Much has been written and said about the need for more graduates to work in the ICT, pharmaceutical, health and financial sectors, and a cursory look at newspaper job vacancy adverts clearly shows the high demand for workers in these areas.

However, the actual need for teachers and health care professionals is disguised. We get warnings, for example, from the Malta Union of Teachers about a possible future shortage in the availability of teachers, but can anyone quantify and qualify this shortage?

The substantial investment in Mcast and the setting up of Mater Dei Hospital and the University's Faculty of ICT were all essential to attract more students to tertiary education. However, the increase in the number of students entering post-secondary education will not solve the problem regarding the shortage of graduates and other suitably qualified personnel.

Effective workforce planning anticipates potential future imbalances between the supply and demand for different skills in time for action to be taken. Does the government conduct such planning? In order to do this, data needs to be collated to identify learning needs and gaps in the existing workforce.

For example, information about what the health system needs, such as hospital staffing levels, are not readily available. Studies carried out on the graduate workforce needs in this area have not delivered the expected results. They tend to show that the health services are facing shortages at present and will face shortages in the near future which may obstruct the internationalisation of our health care.

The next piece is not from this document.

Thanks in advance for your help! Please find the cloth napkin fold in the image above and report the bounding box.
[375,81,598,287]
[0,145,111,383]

We know that the number of undergraduate students is increasing and there is concern that the resources available at University are not keeping pace with its needs, leading to a bottleneck in the availability of training facilities, such as proper laboratories and computer facilities. This could possibly result in graduates not being well prepared for the demands of the workplace in future.

The University should seriously consider creating a centre for workforce needs studies. Such a centre would, for example, tell us the effects of the increasing number of women in the graduate workforce (well over 50 per cent of current University students are women). What are the implications of this? What impact will it have on the future workforce?

A properly-run centre would carry out important research needed to identify workforce trends as well as fill in the main knowledge gaps to guide our youths in their selection of a rewarding future. It could be a centre of excellence that would scan the horizon, gather intelligence on the current workforce and analyse data on future supply and demand in all sectors. Through this analysis, it would be able to advise government on where investment is needed on a national level.

The centre's staff should consist of a group of workforce planners who would provide objective modelling, analysis and evidence-based recommendations to enable services and industry-driven strategic decisions to be taken. The increasing size, complexity and speed at which developments are taking place, the length of time it takes to train graduates, and the huge changes taking place within professions all conspire to make workforce planning difficult.

Leaders in education have the responsibility, together with service providers such as those in the ICT, health and financial sectors, to make sure that we manage both the supply and demand for skilled staff so that it is neither excessive (wasting taxpayers' money) nor insufficient (limiting industrial development and access to services).

Regular, more detailed profiling of the graduate workforce is a necessary step to achieve this. This is certainly not happening at present and there currently is a big hole in our knowledge about the workforce. We must be careful not to fall into it.